Making an imPACt | Recent IUPAC technical reports and recommendations that affect the many fields of pure and applied chemistry.
See also www.iupac.org/publications/pac

Terminology for Analytical Capillary Electromigration Techniques (IUPAC Recommendations 2003)

Marja-Liisa Riekkola, Jan Åke Jönsson, and Roger M. Smith

Pure and Applied Chemistry
Vol. 76, No. 2, pp. 443–451 (2004)

Capillary electromigration techniques are popular and important in chemical analysis, especially in the bioanalytical field. Some of the related terminology has been discussed in a paper on the terminology of electrophoresis in clinical chemistry, but in many cases this is not applicable to capillary techniques and does not fully take into account existing IUPAC definitions. Earlier work on the terminology of electroseparation techniques was not harmonized with the IUPAC nomenclature of chromatography. This paper discusses and defines the relevant terms needed in current practice, including names of the various techniques using electromigration principles.

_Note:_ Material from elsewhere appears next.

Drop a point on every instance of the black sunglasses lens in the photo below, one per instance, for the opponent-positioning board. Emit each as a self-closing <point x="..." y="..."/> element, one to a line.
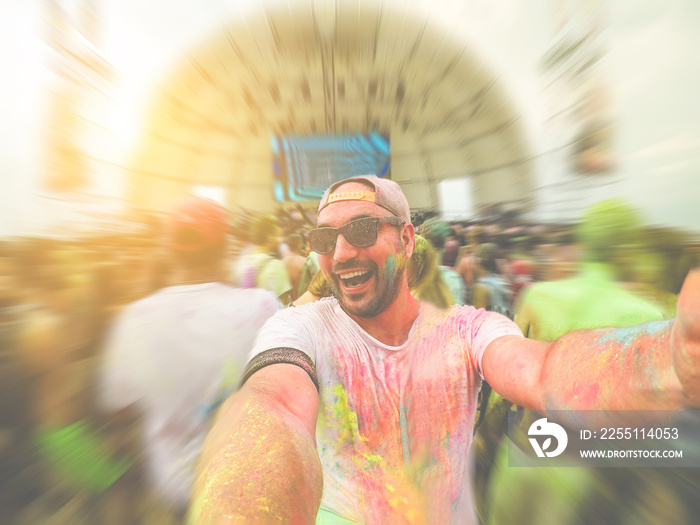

The separations in capillary electromigration techniques are achieved in narrow capillaries by employing a high electric field strength. These techniques include capillary electrophoretic techniques and electrically driven capillary chromatographic techniques, based on different separation principles. In some cases, these principles overlap. Capillary electrophoretic techniques have proved to be highly effective for the separation of small organic and inorganic ions, pharmaceuticals, explosives, dyes, polymers, proteins and peptides, DNA and RNA, cells, particles, etc. The presence of electroosmotic flow may contribute to separation even though it is not always needed (e.g., in isoelectric focusing), or may even be completely undesired.